Stal Mielec vs Puszcza Niepołomice, wynik spotkania: 2-1

W sobotnie popołudnie na Stadionie Miejskim w Mielcu odbył się zacięty pojedynek pomiędzy drużynami Stali Mielec i Puszczy Niepołomice. Mecz ten, który miał miejsce trzy dni temu, podczas 20. kolejki Ekstraklasy, dostarczył kibicom wiele emocji i niezapomnianych momentów. Po widowiskowej rywalizacji to gospodarze cieszyli się z cennej wygranej 2-1, odwracając losy spotkania po pierwszej połowie, gdy goście prowadzili 1-0.

Relacja z przebiegu meczu Stal Mielec - Puszcza Niepołomice

Stal Mielec podejmowała na własnym terenie drużynę Puszcza Niepołomice w ramach 20. kolejki Ekstraklasy. Mecz odbył się na Stadionie Miejskim w Mielcu o godzinie 17:00. Sędzią głównym spotkania był Jarosław Przybył.

Pierwsza połowa rozpoczęła się zdecydowanie lepiej dla gości, którzy objęli prowadzenie już w 23. minucie. M. Cholewiak wykorzystał świetne podanie od M. Firleja i umieścił piłkę w siatce, dając Puszczy prowadzenie 1-0.

Stal Mielec starała się odrobić straty, jednak do przerwy wynik nie uległ zmianie i na tablicy świetlnej nadal widniało 0-1 dla gości.

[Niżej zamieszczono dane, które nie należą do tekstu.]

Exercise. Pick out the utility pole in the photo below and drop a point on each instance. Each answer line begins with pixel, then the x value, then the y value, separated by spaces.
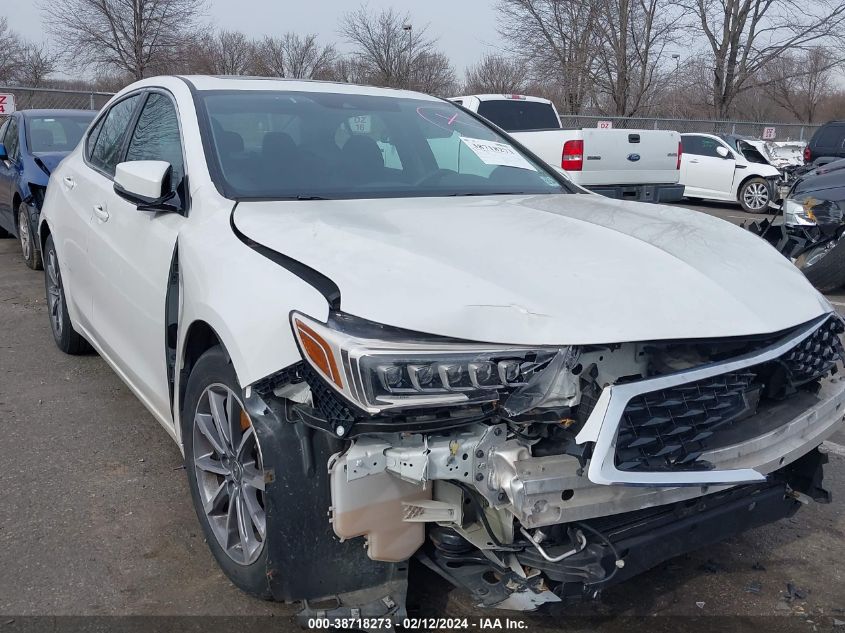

Druga połowa to prawdziwa dawka emocji. W 66. minucie Maksymilian Pingot otrzymał żółtą kartkę, a atmosfera na stadionie zaczęła się zagęszczać. Gospodarze jednak nie poddawali się i w końcówce meczu zdołali odwrócić losy spotkania.

W 83. minucie I. Shkurin strzelił fantastycznego gola, wyrównując wynik na 1-1. Stal Mielec dążyła do zwycięstwa i ostatecznie udało im się to w doliczonym czasie gry.

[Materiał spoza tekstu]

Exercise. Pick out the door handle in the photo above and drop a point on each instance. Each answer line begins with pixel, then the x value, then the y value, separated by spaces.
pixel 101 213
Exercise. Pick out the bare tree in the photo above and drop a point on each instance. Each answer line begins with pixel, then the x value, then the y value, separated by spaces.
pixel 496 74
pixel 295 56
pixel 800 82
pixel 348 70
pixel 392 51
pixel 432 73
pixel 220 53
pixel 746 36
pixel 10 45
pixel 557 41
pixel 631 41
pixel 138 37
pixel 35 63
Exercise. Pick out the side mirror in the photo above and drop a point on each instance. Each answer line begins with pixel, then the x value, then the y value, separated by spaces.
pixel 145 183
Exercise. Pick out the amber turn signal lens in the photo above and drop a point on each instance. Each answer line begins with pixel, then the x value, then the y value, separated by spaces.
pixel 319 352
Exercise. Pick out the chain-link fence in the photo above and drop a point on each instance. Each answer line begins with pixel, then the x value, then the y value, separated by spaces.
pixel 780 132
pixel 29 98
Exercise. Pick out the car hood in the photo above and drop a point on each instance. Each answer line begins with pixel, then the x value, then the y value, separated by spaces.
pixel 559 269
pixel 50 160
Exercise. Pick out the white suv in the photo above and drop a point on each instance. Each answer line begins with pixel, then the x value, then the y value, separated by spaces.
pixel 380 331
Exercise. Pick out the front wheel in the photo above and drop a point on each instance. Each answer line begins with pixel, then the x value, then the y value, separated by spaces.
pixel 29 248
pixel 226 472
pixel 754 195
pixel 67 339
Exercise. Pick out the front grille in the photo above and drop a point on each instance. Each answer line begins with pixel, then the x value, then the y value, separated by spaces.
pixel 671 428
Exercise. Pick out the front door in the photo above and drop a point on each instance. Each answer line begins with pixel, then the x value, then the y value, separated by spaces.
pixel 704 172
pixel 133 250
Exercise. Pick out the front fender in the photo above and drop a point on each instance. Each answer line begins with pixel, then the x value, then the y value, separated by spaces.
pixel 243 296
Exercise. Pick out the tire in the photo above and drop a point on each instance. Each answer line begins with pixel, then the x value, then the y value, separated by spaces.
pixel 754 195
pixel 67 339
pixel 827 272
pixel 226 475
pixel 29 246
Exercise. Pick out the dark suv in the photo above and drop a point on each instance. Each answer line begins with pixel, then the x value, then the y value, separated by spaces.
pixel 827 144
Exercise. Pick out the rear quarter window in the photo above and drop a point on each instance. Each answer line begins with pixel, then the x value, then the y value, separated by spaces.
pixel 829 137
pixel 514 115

W 90. minucie P. Wlazło popisał się skutecznym strzałem, zapewniając swojej drużynie zwycięstwo 2-1. Asystę przy tej bramce zanotował M. Domański, co tylko podkreśliło świetną grę Stali w końcówce meczu.

Ostatecznie emocjonujące spotkanie zakończyło się zwycięstwem Stali Mielec 2-1 nad Puszczą Niepołomice, co wywołało ogromne emocje zarówno wśród zawodników, jak i kibiców obu drużyn.

Warto również wspomnieć o kartkach, jakie padły podczas meczu. Oprócz wspomnianego już Pingota, w 90. minucie żółtą kartkę otrzymał również strzelec bramki na wagę zwycięstwa, Piotr Wlazło. Z kolei w ekipie gości kartki obejrzał Oliwier Zych (73') oraz Roman Yakuba (90').

Po meczu można było odczuć euforię wśród kibiców Stali, którzy cieszyli się z cennych trzech punktów. Następne wyzwania czekają już na obie drużyny, a kibice nie mogą doczekać się kolejnych emocji na boisku.